Thursday, October 1, 2015

Using a scripting language for a large project with third party components?

I had been programming in Python and C/C++,C# for more than 5 years and one question that I always ask to myself before is, when is the right time to use a dynamically typed language such as Python and a strongly typed language as C/C++,C#?

Recently, I had been assigned as lead a team for a big project. I chose C# as the language. And after the development was finished, we produced many lines of codes and lots of source files (150+ .cs files) with some third party libraries. These are the things that I learned from that experience:
1.The compiler check provides great help in big projects with lots of source file and with many developers.
2. It is much better to see the error on compile time rather than on run time.
3. We are refactoring aggressively. The compiler helped us a lot to see if we broke something.
4. The compiler check also protects our unit tests (sometimes the developer forgets to update the unit test after refactoring)
5. There was one time that the third party library manufacturer issued an update, and they changed the enum structure. Luckily, the compiler catched that one!
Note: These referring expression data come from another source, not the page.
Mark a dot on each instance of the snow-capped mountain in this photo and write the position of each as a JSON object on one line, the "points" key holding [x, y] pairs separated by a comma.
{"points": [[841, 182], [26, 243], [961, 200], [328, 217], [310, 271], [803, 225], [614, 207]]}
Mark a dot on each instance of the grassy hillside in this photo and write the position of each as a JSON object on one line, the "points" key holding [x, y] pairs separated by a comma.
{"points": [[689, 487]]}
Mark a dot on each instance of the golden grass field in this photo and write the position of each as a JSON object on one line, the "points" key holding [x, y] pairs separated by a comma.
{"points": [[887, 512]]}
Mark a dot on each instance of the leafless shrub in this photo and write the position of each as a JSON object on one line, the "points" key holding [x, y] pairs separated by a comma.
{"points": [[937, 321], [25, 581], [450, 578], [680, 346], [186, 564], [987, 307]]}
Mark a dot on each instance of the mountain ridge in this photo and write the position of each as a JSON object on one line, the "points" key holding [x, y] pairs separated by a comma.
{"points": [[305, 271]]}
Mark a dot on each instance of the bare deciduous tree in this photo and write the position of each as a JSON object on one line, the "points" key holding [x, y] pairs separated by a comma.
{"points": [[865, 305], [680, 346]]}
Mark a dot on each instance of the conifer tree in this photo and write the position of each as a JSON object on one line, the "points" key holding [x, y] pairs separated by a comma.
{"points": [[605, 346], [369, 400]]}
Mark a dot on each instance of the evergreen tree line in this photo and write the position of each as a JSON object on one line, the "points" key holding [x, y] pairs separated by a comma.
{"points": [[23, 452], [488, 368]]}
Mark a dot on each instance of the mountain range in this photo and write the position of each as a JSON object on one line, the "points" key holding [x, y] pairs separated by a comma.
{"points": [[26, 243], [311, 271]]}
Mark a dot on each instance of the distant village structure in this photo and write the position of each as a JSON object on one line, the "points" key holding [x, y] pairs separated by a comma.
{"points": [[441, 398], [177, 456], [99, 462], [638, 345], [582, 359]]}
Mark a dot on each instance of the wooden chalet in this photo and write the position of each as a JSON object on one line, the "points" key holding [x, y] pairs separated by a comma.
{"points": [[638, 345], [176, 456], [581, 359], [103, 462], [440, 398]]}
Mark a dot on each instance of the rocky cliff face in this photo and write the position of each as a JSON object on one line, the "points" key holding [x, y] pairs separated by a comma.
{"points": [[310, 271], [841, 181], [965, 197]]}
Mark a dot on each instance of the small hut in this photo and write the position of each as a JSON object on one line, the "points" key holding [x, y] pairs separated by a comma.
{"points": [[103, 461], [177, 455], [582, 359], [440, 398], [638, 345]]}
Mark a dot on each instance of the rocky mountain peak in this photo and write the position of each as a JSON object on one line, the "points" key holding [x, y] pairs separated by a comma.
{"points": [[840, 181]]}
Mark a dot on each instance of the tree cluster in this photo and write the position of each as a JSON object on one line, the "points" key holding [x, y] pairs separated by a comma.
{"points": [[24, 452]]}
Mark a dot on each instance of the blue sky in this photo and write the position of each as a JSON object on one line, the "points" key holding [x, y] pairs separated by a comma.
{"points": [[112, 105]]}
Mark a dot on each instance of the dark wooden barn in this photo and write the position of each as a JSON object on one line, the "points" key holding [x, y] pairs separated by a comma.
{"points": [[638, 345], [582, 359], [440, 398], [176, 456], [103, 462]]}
In case if I chose Python on that project, I may have been scratching my head everytime there are run-time errors which could have been easily catched by the compiler and I may need to double or triple my effort to have a very strong unit test suite to compensate for the lack of compile-time check.

Am I saying that I will not use Python anymore? No, I will never stop using python and I still love python. I am using python for numpy/scipy prototyping, build script, raspberry pi experimentation ,testing and some projects that don't require lots of classes and logics. Although I will always consider first the potential size of the project before using a dynamically typed language as I believe that compile time check is an integral part of the development process to maintain or boost the quality.